John Upton

Mountain Yellow-Legged Frogs Get State Protection


Courtesy/Vance Vredenburg
Mountain yellow-legged frogs killed by a fungus disease at Sixty Lake Basin in 2006

The mountain yellow-legged frog, once a ubiquitous presence in the Sierra Mountains, was added to California’s list of threatened and endangered species.

The California Fish and Game Commission voted unanimously Thursday to list the Sierra population of the species as threatened. A closely related southern California species was listed as endangered.
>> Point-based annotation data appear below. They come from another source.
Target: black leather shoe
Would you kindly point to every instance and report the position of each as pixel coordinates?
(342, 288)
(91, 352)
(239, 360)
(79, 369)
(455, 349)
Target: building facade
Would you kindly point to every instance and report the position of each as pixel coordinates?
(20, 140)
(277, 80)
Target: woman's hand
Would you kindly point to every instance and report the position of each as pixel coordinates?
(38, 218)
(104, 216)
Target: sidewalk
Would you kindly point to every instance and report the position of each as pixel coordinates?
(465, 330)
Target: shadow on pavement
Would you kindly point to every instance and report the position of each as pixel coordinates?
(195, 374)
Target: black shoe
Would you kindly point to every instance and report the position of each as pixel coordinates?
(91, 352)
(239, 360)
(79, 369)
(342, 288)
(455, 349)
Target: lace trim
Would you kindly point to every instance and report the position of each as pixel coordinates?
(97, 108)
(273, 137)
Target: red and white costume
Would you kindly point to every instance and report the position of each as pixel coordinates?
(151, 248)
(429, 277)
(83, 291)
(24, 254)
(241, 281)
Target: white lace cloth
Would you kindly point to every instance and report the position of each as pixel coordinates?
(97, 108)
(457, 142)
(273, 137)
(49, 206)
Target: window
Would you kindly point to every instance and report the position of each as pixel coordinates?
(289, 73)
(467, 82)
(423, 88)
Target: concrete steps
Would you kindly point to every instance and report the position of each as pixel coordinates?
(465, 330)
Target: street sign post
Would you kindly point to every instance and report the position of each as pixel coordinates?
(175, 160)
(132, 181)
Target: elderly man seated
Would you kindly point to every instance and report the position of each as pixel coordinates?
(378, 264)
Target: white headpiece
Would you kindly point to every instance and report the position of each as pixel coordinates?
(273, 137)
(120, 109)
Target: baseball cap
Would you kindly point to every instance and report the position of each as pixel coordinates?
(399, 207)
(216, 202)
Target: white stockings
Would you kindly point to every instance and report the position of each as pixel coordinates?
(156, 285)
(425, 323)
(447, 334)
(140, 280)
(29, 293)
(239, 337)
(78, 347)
The frogs were once so abundant that Sierra hikers once needed to take care to avoid stepping on them. But, under assault from invasive trout, fungus disease, farming pollution wafting up from the Central Valley and other threats, the population has declined more than 90 percent and the amphibians have become difficult to find.

Thursdsay’s ruling triggers a range of protections. Killing one of the frogs or removing one from a stream will now be illegal, for example.

“The state protection is very important,” said Jeff Miller, a conservation advocate at the Center for Biological Diversity, which petitioned for state protection of the frogs in 2010. “Next is trying to get the feds to federally list the Sierra population.”

Miller said he expects the federal government to list the species as endangered or threatened under the more stringent Endangered Species Act next year.